Die Schweiz kann sich als reiches Land ein relativ gut ausgebautes Netz leisten. Darum haben wir hier keine offene Prekarität. In den USA gibt es ein viel weniger ausgebautes Netz, deshalb haben sie ein enormes Obdachlosenproblem. Und im Vergleich mit der Schweiz stecken in den USA siebenmal mehr Personen im Gefängnis. Auch aus diesen Gründen ist die Sozialhilfe aus volkswirtschaftlicher Sicht ein effizientes Instrument: Die Existenzsicherung weist ein gutes Kosten-Nutzen-Verhältnis auf.
4. Was unternimmt die SKOS, um die Wechselwirkungen zwischen Armut und schlechter Gesundheit einzuschränken?
Ungefähr die Hälfte aller Sozialhilfeempfängerinnen und -empfänger hat keinen Berufsabschluss und deshalb grosse Schwierigkeiten, kurz- und mittelfristig eine Erwerbstätigkeit zu finden. Früher wurden viele dieser Menschen einfach abgeschrieben oder mehr schlecht als recht wieder in den Arbeitsmarkt gedrückt. Wir haben im Jahr 2018 zusammen mit dem Schweizerischen Verband für Weiterbildung eine Weiterbildungsoffensive ins Leben gerufen, die wir jetzt noch weiter ausbauen, damit alle Sozialhilfebeziehenden die Möglichkeit haben, sich aus- und weiterzubilden. Das Potenzial der Bildung wird bisher zu wenig genutzt. Dabei ist erwiesen, dass Bildung die Gesundheit fördern und helfen kann, den Alltag selbstständig zu bewältigen.
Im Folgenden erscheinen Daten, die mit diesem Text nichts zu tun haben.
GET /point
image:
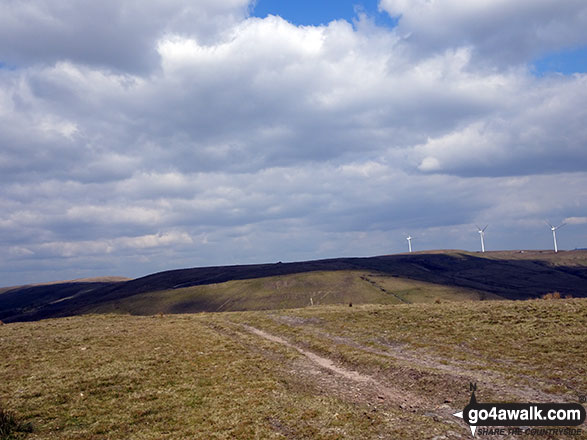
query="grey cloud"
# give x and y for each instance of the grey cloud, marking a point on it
(263, 141)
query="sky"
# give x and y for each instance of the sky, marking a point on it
(137, 137)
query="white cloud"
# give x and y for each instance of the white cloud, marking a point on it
(576, 220)
(499, 30)
(206, 137)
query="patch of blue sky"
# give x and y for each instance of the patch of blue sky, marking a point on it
(565, 62)
(318, 12)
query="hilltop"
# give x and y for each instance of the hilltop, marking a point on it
(390, 279)
(324, 372)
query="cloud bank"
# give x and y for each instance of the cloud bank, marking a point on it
(139, 137)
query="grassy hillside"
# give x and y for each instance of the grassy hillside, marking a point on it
(406, 278)
(325, 372)
(288, 291)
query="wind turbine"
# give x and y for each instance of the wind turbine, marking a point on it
(409, 238)
(482, 234)
(553, 229)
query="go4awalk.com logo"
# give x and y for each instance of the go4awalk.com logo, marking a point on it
(513, 416)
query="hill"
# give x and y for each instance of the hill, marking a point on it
(405, 278)
(325, 372)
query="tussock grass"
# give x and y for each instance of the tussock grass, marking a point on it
(203, 376)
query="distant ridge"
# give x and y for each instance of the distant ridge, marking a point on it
(508, 274)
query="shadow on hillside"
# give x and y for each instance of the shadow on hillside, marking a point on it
(509, 278)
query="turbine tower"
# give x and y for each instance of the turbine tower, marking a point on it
(409, 238)
(482, 234)
(553, 229)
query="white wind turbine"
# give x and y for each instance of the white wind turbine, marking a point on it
(553, 229)
(482, 234)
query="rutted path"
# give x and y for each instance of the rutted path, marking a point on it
(400, 397)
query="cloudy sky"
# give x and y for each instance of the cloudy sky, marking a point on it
(142, 136)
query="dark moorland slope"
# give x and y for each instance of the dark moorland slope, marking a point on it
(507, 274)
«Wer lange Sozialhilfe bezieht, steht unter grossem psychischem Druck, der auch Folgekrankheiten auslösen kann. So entsteht der Zirkelschluss, dass man in der Sozialhilfe ist, weil man krank ist. Und dass man krank wird, weil man arm ist.»
5. Was erhoffen Sie sich für die Zukunft?
Dass die Sozialhilfe die gesellschaftliche Ächtung verliert. Sie soll als etwas gelten, auf das man ein Anrecht hat, wenn es einem schlecht geht. Wir müssen als Gesellschaft akzeptieren, dass einige Menschen eine gewisse Zeit lang Unterstützung brauchen – und wir müssen sie während dieser Zeit mehr fördern, damit sich ihre Situation stabilisieren kann und sie sich beruflich und sozial wieder integrieren können.